I tend to have trouble understanding that I have a long life ahead of me. It's nothing prophetic like “I don’t think I’ll live much longer”, nothing morbid like that. It's just that I think about life a lot...a life, my life, what do I want to do with my life? where am I going in my life? what is the purpose of my Life? etc... 99% of the time I'm only ever thinking about birth all the way up to now and maybe forward a few months. Any span of time beyond a few months forward all looks like mist which grows denser until I can see nothing at all. This view of life feels, well, very short-sighted.
It is a rare and relieving thing when I finally remember that so much of my life is a very long way away. It isn’t over yet and I haven’t wasted it. I have many more places to go and purposes to fulfill. Remembering my long life ahead of me is wonderful but rare, so most of the time I live shuffling along, only looking a few feet ahead of me.
In this way I move relatively slowly through the years. Or more accurately, the years move relatively slowly passed me. They have been respectful, bringing with them only a few sudden movements and unforeseen glitches. Any great heartache usually comes with its own numbing balm to soothe me. It's baffling: I am almost unaware that any time has passed me at all, save for the changing of the seasons and the date in my journal. I journal and I date the pages. Those incremental changes leave me awed for a few moments but not much more.

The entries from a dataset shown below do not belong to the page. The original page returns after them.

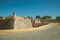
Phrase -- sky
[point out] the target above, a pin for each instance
(30, 7)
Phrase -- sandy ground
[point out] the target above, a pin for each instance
(47, 32)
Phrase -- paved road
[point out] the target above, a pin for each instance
(52, 33)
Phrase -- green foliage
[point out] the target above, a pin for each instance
(30, 17)
(1, 16)
(58, 17)
(38, 16)
(46, 17)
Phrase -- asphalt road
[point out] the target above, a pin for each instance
(52, 33)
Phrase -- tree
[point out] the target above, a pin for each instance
(46, 17)
(28, 17)
(1, 16)
(58, 17)
(38, 17)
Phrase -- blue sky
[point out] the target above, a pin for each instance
(30, 7)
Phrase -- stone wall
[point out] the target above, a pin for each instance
(22, 23)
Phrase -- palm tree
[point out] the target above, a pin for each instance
(38, 17)
(46, 17)
(58, 18)
(1, 16)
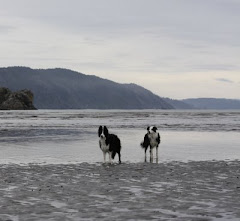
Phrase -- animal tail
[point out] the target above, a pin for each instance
(145, 143)
(113, 154)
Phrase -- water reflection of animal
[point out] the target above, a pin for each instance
(109, 143)
(151, 139)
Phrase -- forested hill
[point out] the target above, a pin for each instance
(66, 89)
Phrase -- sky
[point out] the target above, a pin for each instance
(175, 48)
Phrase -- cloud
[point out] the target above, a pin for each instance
(224, 80)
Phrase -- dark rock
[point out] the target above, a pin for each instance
(20, 100)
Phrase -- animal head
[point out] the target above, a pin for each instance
(102, 132)
(152, 129)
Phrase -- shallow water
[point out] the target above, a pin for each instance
(70, 136)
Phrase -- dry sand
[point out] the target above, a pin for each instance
(206, 190)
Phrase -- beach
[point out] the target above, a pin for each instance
(198, 190)
(51, 166)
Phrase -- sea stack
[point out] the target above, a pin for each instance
(20, 100)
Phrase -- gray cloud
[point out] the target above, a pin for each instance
(224, 80)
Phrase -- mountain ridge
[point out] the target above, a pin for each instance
(60, 88)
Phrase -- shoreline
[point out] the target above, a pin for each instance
(196, 190)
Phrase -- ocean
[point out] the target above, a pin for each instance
(70, 136)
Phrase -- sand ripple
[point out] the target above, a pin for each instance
(168, 191)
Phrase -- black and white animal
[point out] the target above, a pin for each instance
(151, 139)
(109, 143)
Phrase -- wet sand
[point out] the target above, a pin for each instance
(204, 190)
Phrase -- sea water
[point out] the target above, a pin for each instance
(70, 136)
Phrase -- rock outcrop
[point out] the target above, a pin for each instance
(20, 100)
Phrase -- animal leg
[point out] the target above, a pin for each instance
(110, 157)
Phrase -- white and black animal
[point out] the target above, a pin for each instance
(152, 139)
(109, 143)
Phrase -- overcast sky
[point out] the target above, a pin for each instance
(175, 48)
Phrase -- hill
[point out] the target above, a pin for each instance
(213, 103)
(66, 89)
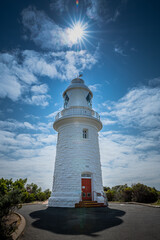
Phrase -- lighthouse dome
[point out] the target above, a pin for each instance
(77, 94)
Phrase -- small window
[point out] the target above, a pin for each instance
(85, 133)
(89, 100)
(66, 100)
(85, 175)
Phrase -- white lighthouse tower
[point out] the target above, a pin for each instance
(77, 175)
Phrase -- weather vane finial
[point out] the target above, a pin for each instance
(80, 75)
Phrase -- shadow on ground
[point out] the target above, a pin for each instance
(76, 221)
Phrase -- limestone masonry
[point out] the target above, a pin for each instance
(77, 174)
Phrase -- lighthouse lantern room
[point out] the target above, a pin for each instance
(77, 173)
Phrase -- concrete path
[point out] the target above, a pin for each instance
(118, 221)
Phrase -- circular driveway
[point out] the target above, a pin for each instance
(118, 221)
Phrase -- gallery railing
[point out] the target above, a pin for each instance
(77, 111)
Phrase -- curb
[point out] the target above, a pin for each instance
(136, 203)
(18, 232)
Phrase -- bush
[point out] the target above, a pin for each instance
(8, 202)
(12, 194)
(144, 194)
(126, 194)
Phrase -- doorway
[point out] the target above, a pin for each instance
(86, 189)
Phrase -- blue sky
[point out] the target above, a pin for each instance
(120, 63)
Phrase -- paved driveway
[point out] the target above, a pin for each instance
(118, 221)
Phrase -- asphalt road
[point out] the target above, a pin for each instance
(118, 221)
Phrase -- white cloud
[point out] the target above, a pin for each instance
(9, 84)
(28, 155)
(12, 124)
(18, 76)
(52, 115)
(39, 100)
(129, 159)
(107, 121)
(139, 108)
(40, 89)
(119, 50)
(94, 87)
(155, 82)
(44, 31)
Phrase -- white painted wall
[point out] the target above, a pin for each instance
(75, 155)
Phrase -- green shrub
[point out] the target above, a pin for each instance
(144, 194)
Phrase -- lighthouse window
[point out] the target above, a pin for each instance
(85, 133)
(66, 100)
(89, 99)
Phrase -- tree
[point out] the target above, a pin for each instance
(144, 194)
(10, 198)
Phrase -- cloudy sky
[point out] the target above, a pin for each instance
(119, 57)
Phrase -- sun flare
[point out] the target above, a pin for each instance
(77, 32)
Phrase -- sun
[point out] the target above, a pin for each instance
(77, 32)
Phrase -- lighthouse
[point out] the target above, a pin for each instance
(77, 178)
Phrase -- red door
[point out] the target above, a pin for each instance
(86, 189)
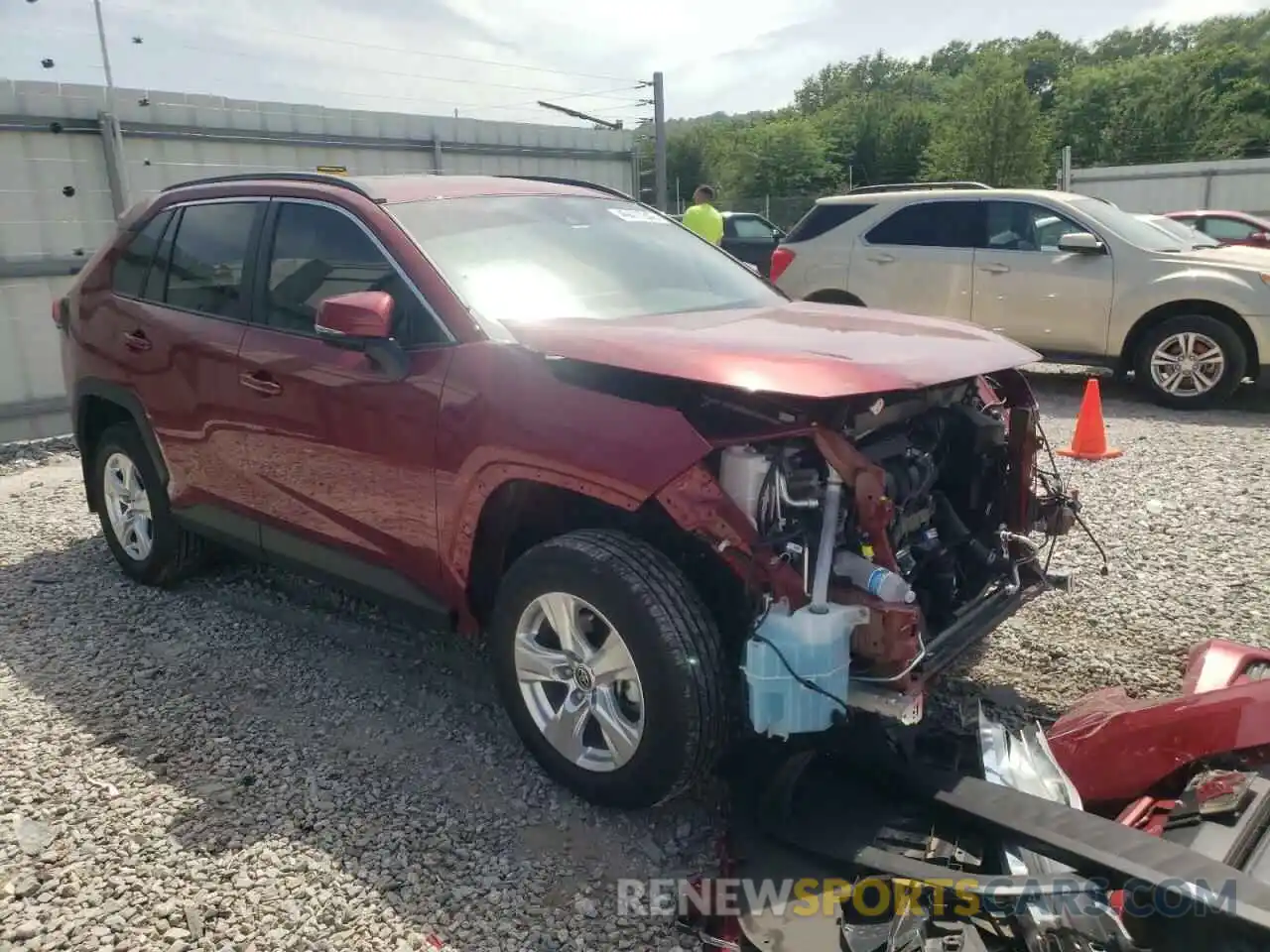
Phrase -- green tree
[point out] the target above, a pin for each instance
(991, 130)
(997, 111)
(786, 157)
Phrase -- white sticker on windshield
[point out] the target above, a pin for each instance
(639, 214)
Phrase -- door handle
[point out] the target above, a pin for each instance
(261, 384)
(136, 340)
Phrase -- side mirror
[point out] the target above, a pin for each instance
(363, 321)
(1080, 243)
(361, 315)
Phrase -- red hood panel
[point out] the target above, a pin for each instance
(799, 349)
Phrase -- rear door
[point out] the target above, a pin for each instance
(920, 259)
(340, 457)
(1053, 301)
(178, 317)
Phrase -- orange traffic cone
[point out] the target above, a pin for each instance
(1089, 440)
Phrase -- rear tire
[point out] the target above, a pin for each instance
(1169, 372)
(663, 725)
(136, 517)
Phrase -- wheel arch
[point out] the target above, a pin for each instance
(1194, 306)
(522, 513)
(99, 405)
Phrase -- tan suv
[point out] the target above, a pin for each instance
(1072, 277)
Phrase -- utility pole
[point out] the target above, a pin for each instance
(659, 176)
(112, 104)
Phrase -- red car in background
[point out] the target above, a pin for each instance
(1228, 227)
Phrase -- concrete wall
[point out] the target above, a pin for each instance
(62, 186)
(1234, 184)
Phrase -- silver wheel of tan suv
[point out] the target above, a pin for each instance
(1191, 362)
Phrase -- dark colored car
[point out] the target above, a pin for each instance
(749, 238)
(540, 411)
(1228, 227)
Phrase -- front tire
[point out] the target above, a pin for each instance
(1191, 362)
(136, 517)
(610, 667)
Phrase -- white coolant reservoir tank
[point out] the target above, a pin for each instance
(817, 647)
(742, 471)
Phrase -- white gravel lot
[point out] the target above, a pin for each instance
(248, 763)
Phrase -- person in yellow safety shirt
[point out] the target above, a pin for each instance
(702, 217)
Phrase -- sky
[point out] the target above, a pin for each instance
(495, 60)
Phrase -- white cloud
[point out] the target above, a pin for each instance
(729, 55)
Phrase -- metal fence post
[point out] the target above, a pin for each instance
(659, 162)
(116, 168)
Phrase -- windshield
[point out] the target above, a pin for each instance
(1185, 232)
(1128, 226)
(521, 258)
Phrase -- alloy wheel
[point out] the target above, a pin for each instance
(1188, 365)
(579, 682)
(127, 506)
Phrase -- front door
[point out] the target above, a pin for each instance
(919, 259)
(340, 456)
(1057, 302)
(752, 239)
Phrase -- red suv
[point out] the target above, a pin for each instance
(1228, 227)
(676, 502)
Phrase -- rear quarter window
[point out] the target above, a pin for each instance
(824, 218)
(131, 267)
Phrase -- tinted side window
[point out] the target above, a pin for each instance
(320, 253)
(1228, 229)
(157, 281)
(1020, 226)
(822, 218)
(132, 264)
(930, 225)
(208, 257)
(753, 227)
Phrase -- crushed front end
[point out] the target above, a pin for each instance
(880, 537)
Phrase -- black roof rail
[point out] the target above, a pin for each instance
(917, 186)
(575, 182)
(316, 178)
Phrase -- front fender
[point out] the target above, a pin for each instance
(1233, 293)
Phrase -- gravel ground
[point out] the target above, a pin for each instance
(252, 763)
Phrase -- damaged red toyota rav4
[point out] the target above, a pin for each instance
(679, 504)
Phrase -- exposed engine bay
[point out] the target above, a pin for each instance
(911, 529)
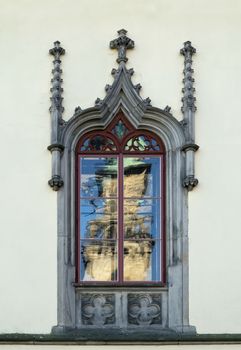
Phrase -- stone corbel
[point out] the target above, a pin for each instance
(56, 110)
(188, 122)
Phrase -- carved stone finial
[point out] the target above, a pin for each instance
(190, 182)
(188, 48)
(57, 50)
(167, 109)
(122, 44)
(56, 182)
(56, 89)
(188, 100)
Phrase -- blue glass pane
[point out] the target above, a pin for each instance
(98, 260)
(98, 218)
(98, 177)
(142, 218)
(142, 177)
(142, 260)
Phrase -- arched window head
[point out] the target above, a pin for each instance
(120, 206)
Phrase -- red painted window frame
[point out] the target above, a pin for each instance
(120, 153)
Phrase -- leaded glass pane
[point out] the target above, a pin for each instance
(142, 177)
(98, 177)
(98, 218)
(141, 260)
(98, 260)
(142, 218)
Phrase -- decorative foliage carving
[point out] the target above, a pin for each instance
(188, 91)
(56, 89)
(144, 309)
(142, 143)
(120, 129)
(122, 44)
(98, 309)
(98, 143)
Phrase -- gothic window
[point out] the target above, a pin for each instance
(123, 169)
(120, 210)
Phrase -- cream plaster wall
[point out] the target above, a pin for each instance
(28, 207)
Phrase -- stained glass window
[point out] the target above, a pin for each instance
(120, 207)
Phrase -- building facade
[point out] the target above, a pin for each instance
(195, 286)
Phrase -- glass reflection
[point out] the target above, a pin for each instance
(98, 218)
(98, 261)
(141, 260)
(98, 177)
(142, 177)
(141, 218)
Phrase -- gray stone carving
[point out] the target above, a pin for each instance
(122, 44)
(177, 138)
(98, 309)
(144, 309)
(188, 110)
(56, 109)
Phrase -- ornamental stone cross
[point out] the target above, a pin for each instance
(122, 44)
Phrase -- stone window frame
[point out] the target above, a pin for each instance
(120, 152)
(178, 138)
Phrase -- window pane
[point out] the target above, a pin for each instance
(98, 177)
(142, 260)
(142, 177)
(142, 218)
(98, 260)
(98, 218)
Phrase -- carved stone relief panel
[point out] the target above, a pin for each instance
(123, 309)
(144, 309)
(98, 309)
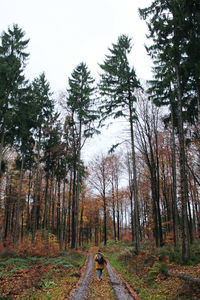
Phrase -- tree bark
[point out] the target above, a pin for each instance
(183, 176)
(16, 234)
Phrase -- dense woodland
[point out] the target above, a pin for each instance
(47, 190)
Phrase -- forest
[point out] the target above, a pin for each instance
(145, 189)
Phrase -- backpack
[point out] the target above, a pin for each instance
(100, 259)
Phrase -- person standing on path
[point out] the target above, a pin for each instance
(100, 262)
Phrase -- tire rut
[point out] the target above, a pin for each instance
(121, 291)
(82, 289)
(82, 292)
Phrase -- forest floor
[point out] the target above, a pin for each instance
(72, 275)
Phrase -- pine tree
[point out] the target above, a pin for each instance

...Until I’m struck again by those relieving moments and I remember that - or realize that - perhaps, I have been seeing time backwards.
Yes, that's right - backwards. Why do I have to see time as a thing that has happened to me? It is better, I think, see it as a thing into which I advance - a thing, unto which, I happen. I am the thing that happens to Time. Isn’t that a wonder? How lucky Time is that I bestow myself unto it, allow it to receive me and cushion me through my days. And O! What a loyal companion is Time!
That is actually how I talk in my head.
I have a girlfriend. This woman for whom no title seems to completely encompass. I love her so much, but she is not long enough nor even deep enough for “girlfriend”. Not simple or manipulatable enough for “my girl”. I can’t call her “partner” or even “sweetheart” comfortably. We lack the past time.
And yet some of me, some heartbreaking part of me that I can barely see or have ever seen (I think this is the part that dreams only forward) loves her the most, with all of its little being. For the sake of this dear part of me, who has always struggled for its share of the sunlight (and who perks up when I talk about hope), I am calling this woman “my future”. I hope to find the balance of it soon and walk with my eyes on the horizon, a little less afraid.